C’est donc dans l’Ohio que Marco décide de poursuivre son chemin, alors que le club de Cincinnati dispute sa dernière saison en USL avant d’intégrer la MLS. Là encore, tout ne se passe pas comme prévu. Très peu titulaire, il ne dispose pas de la confiance de l’entraîneur Alan Koch et n’est pas conservé à la fin de la saison, comme beaucoup d’autres joueurs de l’effectif. Retour à la case départ et à Montréal, pour un tunnel de six mois à l’issue duquel il trouvera le soleil du Guatemala. Aujourd’hui, Marco Dominguez l’assure, il n’a rien oublié, mais demeure positif, d’autant qu’il a « retrouvé le plaisir de jouer ».

DE NOUVELLES AMBITIONS

Désormais bien installé dans le circuit professionnel, Marco Dominguez se montre ambitieux pour la suite de sa carrière. Il le reconnaît, cette expérience au Guatemala est avant tout pour lui un tremplin. Alors qu’il lui reste encore un an de contrat, il souhaite être performant en championnat, mais aussi (et surtout ?) en Ligue Concacaf, une compétition qui offre une exposition beaucoup plus importante et qui pourrait lui permettre d’être remarqué par un club d’un championnat plus huppé, tels le Mexique ou le Costa Rica. « Ce sont des championnats vus par plus de monde et beaucoup de joueurs qui évoluent dans ces championnats ont l’opportunité d’être repérés par des clubs européens ou sud-américains », note-t-il.

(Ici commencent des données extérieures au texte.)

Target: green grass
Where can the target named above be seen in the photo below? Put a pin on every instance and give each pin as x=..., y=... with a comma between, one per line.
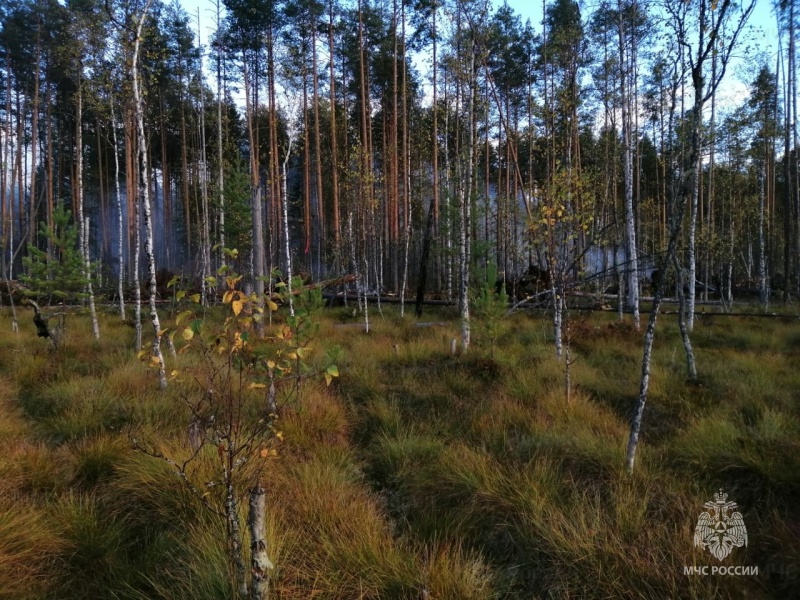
x=416, y=471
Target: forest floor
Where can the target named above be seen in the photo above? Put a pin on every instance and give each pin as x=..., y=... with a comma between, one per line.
x=415, y=474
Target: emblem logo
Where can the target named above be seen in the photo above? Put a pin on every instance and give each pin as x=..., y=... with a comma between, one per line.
x=718, y=529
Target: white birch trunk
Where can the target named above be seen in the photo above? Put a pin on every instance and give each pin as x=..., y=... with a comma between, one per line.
x=465, y=201
x=287, y=245
x=144, y=190
x=137, y=284
x=405, y=266
x=691, y=365
x=632, y=261
x=260, y=564
x=692, y=245
x=762, y=245
x=220, y=173
x=88, y=271
x=121, y=260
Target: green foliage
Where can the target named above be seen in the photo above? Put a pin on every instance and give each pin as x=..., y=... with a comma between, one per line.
x=56, y=273
x=491, y=306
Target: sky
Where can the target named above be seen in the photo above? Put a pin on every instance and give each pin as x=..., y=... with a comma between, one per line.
x=760, y=45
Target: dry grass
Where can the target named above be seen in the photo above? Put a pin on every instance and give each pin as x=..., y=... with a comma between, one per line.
x=463, y=477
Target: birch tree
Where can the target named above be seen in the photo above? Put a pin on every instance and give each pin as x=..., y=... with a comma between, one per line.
x=144, y=194
x=708, y=36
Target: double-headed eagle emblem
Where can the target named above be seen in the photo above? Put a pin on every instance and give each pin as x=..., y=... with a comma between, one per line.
x=718, y=530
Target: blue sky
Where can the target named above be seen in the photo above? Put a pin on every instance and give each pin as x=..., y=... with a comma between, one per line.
x=759, y=45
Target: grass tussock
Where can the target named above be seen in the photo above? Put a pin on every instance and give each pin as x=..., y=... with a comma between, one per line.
x=415, y=473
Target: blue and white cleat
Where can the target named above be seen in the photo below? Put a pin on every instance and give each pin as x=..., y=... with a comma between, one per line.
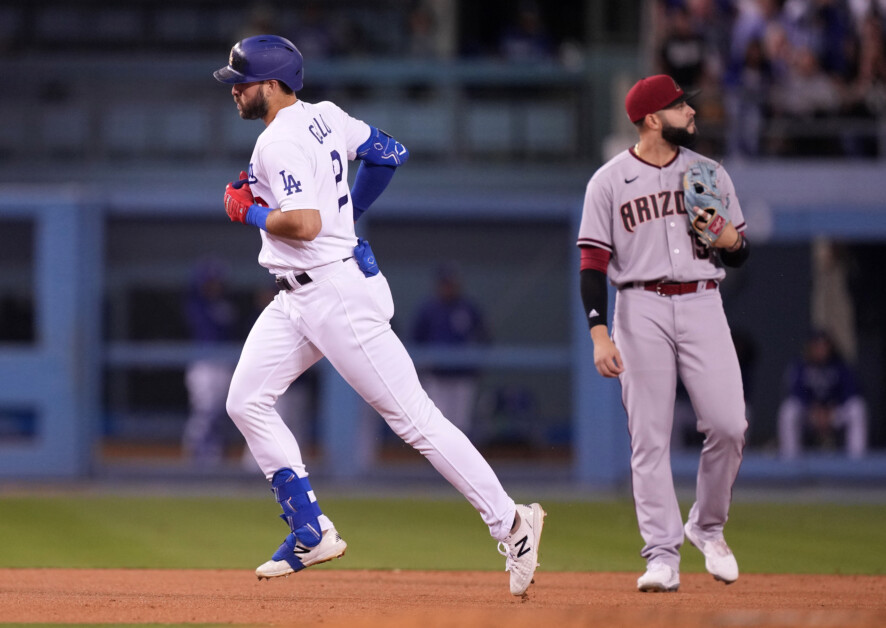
x=293, y=555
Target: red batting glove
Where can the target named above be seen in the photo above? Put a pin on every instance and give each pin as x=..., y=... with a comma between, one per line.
x=238, y=201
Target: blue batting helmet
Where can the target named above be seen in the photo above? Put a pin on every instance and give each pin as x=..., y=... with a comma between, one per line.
x=262, y=58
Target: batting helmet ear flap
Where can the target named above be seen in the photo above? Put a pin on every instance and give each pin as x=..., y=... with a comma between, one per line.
x=262, y=58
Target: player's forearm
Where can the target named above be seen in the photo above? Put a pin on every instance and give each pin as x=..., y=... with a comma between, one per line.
x=599, y=333
x=594, y=297
x=298, y=224
x=737, y=256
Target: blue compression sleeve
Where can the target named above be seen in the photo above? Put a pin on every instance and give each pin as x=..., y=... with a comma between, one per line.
x=370, y=182
x=257, y=216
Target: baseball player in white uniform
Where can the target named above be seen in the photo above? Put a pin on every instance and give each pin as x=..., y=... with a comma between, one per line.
x=668, y=322
x=334, y=303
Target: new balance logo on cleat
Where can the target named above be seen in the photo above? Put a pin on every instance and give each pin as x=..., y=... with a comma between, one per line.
x=521, y=544
x=292, y=556
x=521, y=556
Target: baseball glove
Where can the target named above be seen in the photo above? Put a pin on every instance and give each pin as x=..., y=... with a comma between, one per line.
x=700, y=191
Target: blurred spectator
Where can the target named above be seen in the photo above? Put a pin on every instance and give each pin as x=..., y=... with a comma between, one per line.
x=450, y=319
x=312, y=34
x=526, y=37
x=684, y=53
x=823, y=403
x=805, y=100
x=262, y=19
x=422, y=39
x=211, y=316
x=866, y=84
x=747, y=102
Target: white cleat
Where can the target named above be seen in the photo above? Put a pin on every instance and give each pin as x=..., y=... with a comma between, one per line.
x=718, y=558
x=659, y=578
x=520, y=549
x=293, y=556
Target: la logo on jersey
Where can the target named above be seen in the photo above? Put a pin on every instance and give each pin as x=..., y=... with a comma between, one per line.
x=290, y=185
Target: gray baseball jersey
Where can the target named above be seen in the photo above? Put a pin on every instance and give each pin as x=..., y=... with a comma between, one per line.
x=634, y=210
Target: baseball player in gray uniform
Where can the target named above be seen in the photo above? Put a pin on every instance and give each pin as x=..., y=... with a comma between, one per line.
x=668, y=321
x=334, y=303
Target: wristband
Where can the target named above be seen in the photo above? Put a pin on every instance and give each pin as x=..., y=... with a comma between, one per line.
x=257, y=216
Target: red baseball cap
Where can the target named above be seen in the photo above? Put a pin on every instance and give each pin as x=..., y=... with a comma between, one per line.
x=652, y=94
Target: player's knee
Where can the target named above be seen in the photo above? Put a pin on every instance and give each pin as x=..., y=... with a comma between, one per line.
x=242, y=404
x=732, y=432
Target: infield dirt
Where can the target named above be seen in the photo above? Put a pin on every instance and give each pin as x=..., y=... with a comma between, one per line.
x=430, y=599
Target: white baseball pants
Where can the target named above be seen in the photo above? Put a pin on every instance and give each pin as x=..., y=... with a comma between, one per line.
x=345, y=316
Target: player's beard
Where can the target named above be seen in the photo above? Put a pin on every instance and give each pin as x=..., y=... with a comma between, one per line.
x=255, y=108
x=678, y=135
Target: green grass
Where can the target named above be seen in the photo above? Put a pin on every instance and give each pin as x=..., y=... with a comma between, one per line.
x=239, y=533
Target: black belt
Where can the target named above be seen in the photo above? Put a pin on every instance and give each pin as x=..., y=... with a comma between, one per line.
x=670, y=288
x=283, y=283
x=301, y=278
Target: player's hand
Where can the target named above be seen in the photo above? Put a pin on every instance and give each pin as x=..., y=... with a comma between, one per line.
x=238, y=198
x=728, y=238
x=607, y=357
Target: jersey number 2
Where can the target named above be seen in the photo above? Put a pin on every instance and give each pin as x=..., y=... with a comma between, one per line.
x=339, y=175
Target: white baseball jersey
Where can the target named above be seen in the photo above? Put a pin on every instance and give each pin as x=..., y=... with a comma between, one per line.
x=300, y=161
x=634, y=210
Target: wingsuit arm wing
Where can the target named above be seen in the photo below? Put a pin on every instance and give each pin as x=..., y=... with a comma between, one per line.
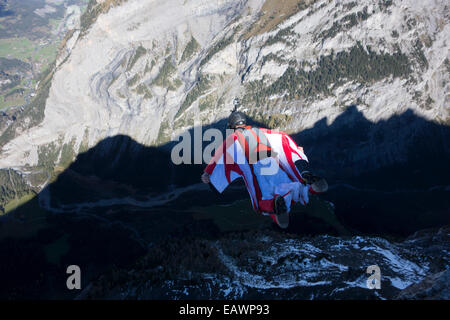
x=224, y=167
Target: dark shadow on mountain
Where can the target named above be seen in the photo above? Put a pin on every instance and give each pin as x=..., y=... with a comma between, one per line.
x=387, y=178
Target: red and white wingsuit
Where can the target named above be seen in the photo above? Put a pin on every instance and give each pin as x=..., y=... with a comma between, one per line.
x=265, y=178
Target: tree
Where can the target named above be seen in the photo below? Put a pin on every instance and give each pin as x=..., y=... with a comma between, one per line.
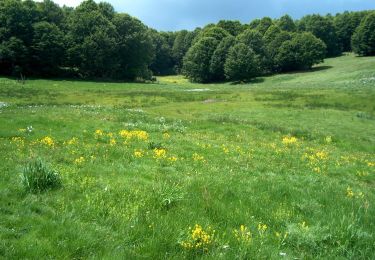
x=13, y=56
x=363, y=40
x=232, y=27
x=345, y=25
x=242, y=63
x=286, y=23
x=300, y=53
x=196, y=65
x=92, y=46
x=135, y=48
x=323, y=28
x=219, y=57
x=254, y=40
x=264, y=24
x=47, y=48
x=51, y=12
x=212, y=31
x=163, y=61
x=181, y=45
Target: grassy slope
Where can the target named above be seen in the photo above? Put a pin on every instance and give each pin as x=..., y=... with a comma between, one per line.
x=116, y=205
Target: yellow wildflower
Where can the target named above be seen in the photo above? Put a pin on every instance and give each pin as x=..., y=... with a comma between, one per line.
x=262, y=227
x=242, y=234
x=349, y=192
x=112, y=142
x=199, y=238
x=225, y=149
x=98, y=133
x=72, y=141
x=79, y=160
x=197, y=157
x=159, y=153
x=134, y=134
x=138, y=153
x=303, y=225
x=289, y=140
x=48, y=141
x=172, y=158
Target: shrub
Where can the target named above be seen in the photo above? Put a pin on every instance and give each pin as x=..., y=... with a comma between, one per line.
x=38, y=177
x=300, y=53
x=196, y=64
x=363, y=40
x=242, y=63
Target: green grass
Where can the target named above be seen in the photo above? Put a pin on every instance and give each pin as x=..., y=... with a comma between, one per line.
x=224, y=161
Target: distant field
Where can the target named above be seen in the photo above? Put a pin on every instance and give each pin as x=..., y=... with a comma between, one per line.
x=281, y=167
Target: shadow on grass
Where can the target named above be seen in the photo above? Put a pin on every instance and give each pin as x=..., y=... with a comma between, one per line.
x=314, y=69
x=251, y=81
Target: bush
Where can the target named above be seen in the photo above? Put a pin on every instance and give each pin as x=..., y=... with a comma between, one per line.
x=242, y=63
x=300, y=53
x=363, y=40
x=196, y=64
x=38, y=177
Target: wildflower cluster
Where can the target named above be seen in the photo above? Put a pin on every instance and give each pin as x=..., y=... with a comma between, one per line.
x=19, y=141
x=242, y=234
x=289, y=140
x=138, y=153
x=159, y=153
x=351, y=194
x=197, y=157
x=316, y=160
x=98, y=133
x=47, y=141
x=79, y=160
x=134, y=134
x=199, y=239
x=262, y=228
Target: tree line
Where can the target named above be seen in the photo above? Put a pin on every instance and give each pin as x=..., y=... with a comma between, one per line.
x=94, y=41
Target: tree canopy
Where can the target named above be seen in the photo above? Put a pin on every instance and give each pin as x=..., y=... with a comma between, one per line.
x=94, y=41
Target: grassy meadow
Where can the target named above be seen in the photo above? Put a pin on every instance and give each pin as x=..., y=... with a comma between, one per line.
x=280, y=167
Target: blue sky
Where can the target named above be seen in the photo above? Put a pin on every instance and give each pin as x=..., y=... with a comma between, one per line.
x=188, y=14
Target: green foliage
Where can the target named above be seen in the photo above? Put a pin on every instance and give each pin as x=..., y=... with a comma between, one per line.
x=163, y=63
x=197, y=60
x=116, y=205
x=286, y=23
x=363, y=40
x=135, y=48
x=213, y=31
x=345, y=25
x=47, y=48
x=38, y=177
x=323, y=28
x=263, y=25
x=254, y=40
x=242, y=63
x=94, y=41
x=232, y=27
x=300, y=53
x=219, y=57
x=181, y=45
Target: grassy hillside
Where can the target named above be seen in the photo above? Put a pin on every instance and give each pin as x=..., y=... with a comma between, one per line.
x=279, y=167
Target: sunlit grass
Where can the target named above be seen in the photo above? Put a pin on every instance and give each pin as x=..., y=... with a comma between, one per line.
x=280, y=167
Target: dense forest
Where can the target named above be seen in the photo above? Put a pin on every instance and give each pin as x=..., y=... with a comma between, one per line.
x=93, y=41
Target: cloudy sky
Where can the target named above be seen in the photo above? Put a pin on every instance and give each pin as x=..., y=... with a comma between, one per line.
x=188, y=14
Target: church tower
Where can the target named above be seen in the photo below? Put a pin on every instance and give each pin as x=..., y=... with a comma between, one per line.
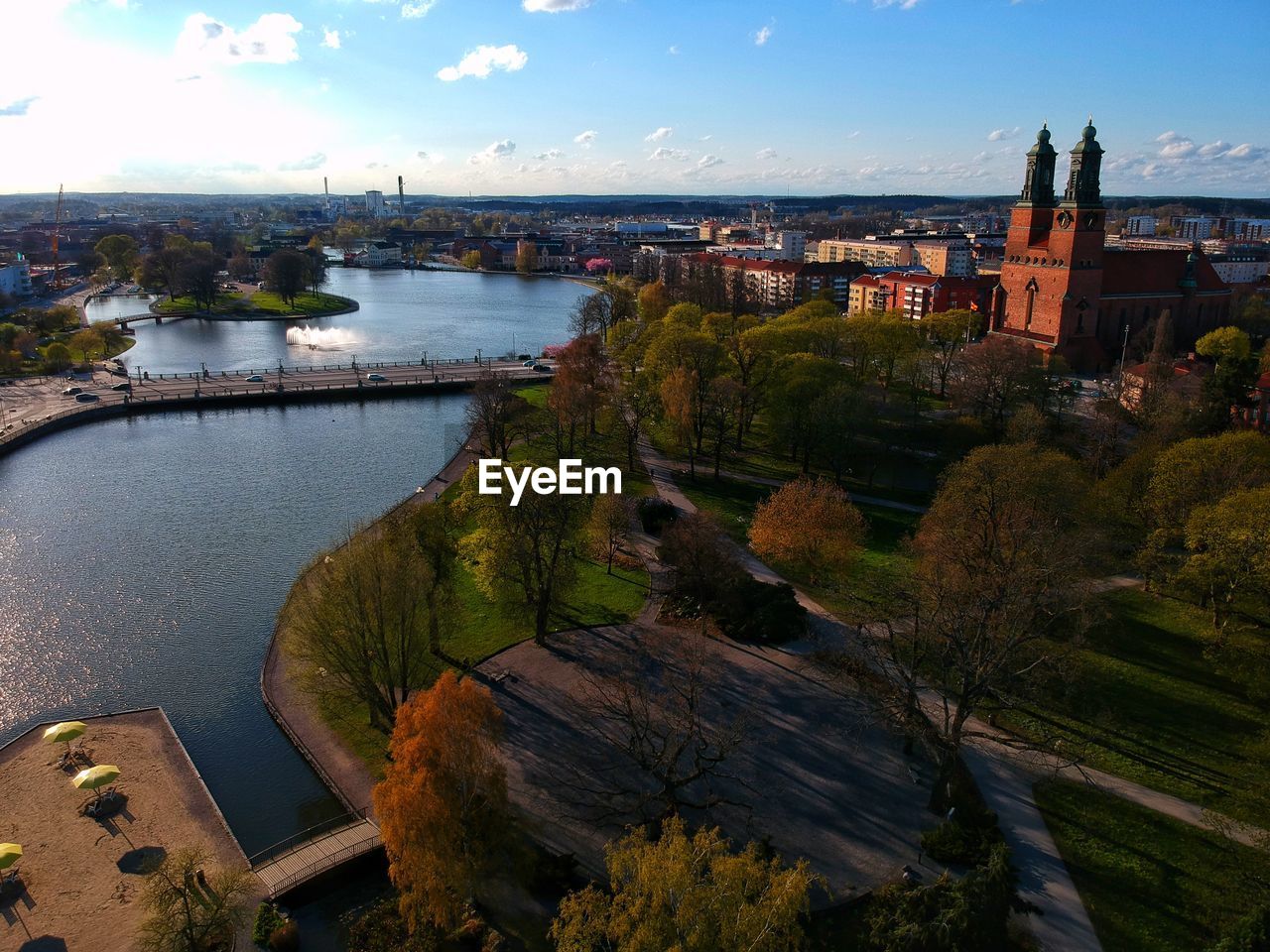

Canadien, mais aussi Guatémaltèque par son père et Dominicain par sa mère, Marco Dominguez envisage aussi la suite avec le maillot d’une sélection nationale sur les épaules. Il peut ainsi opter pour l’un des trois pays. Son choix n’est pas encore acté et il le sera en fonction des opportunités et des perspectives qui se présentent. Pourtant, encore une fois, tout n’est pas simple. Le joueur, qui a participé à la Coupe du monde et au championnat de la Concacaf U17 en 2013 avec le Canada, sait qu’il devra faire face à une rude concurrence s’il souhaite intégrer la sélection dirigée par John Herdman. D’un autre côté, la sélection dominicaine a montré de sérieuses limites et il est loin d’être sûr que la sélection parvienne à se qualifier pour les compétitions internationales. Enfin, des problèmes de corruption ont miné la fédération guatémaltèque, et la sélection nationale se relève à peine d’une suspension de 18 mois de toute compétition internationale. Le Guatemala est d’ailleurs la seule équipe de la zone Amérique et Caraïbe à ne pas avoir pris part à la Ligue des Nations. Passé de la 79eplace au classement FIFA en 2015 à la 143eaujourd’hui, le Guatemala est cependant revenu dans le circuit en mars dernier, avec une victoire pleine de panache contre le Costa Rica. Le défi peut donc être beau pour Marco Dominguez, et ne devrait pas être de nature à lui faire peur. Il en a vu d’autres.